Breastfeeding in WIC program continued to increase in fiscal year 2024
- by Jessica E. Todd and Leslie Hodges
- 4/24/2025

The number of breastfed infants in USDA’s Special Supplemental Nutrition Program for Women, Infants, and Children (WIC) continued to increase in fiscal year 2024, but at a slower rate than immediately after the 2022 infant formula supply chain disruptions. Quarterly averages of monthly WIC participation levels provide insights into how the infant caseload has evolved in recent years. The total number of infants participating in WIC was falling in the first quarter of FY2022 (October–December 2021) compared with the previous year, but this changed after the infant formula supply disruptions that began in February 2022. By the fourth quarter of fiscal year 2022 (July–September), the number of fully formula-feeding infants decreased nearly 8 percent from the year before, while the number of partially breastfed infants increased 13 percent, and the number of fully breastfed infants increased almost 24 percent. The increase in the numbers of breastfed infants continued in fiscal years 2023 and 2024. Compared with the first quarter of fiscal year 2022, the number of fully breastfed infants participating in WIC in the fourth quarter of fiscal year 2024 (245,604) was 45 percent higher, and the number of partially breastfed infants participating in WIC (400,101) was 21 percent higher.
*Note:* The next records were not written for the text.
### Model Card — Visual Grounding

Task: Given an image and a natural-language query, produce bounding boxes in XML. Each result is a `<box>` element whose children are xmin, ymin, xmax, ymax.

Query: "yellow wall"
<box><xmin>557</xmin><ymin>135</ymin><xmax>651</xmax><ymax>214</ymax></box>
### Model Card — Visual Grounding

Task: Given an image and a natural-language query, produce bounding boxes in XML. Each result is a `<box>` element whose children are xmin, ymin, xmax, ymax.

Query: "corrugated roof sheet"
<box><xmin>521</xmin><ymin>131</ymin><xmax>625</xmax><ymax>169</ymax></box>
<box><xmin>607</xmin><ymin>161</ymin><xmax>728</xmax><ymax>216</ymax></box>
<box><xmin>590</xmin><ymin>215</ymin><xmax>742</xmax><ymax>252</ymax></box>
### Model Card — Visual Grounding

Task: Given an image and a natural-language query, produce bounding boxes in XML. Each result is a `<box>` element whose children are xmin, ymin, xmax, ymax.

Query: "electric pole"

In contrast, 857,225 infants participating in WIC were fully formula-fed, a decline of 6 percent over the same period, for a net increase of 6 percent in the total infant caseload. This chart updates information in the USDA, Economic Research Service report The Special Supplemental Nutrition Program for Women, Infants, and Children: Background, Trends, and Economic Issues, 2024 Edition, published in February 2024.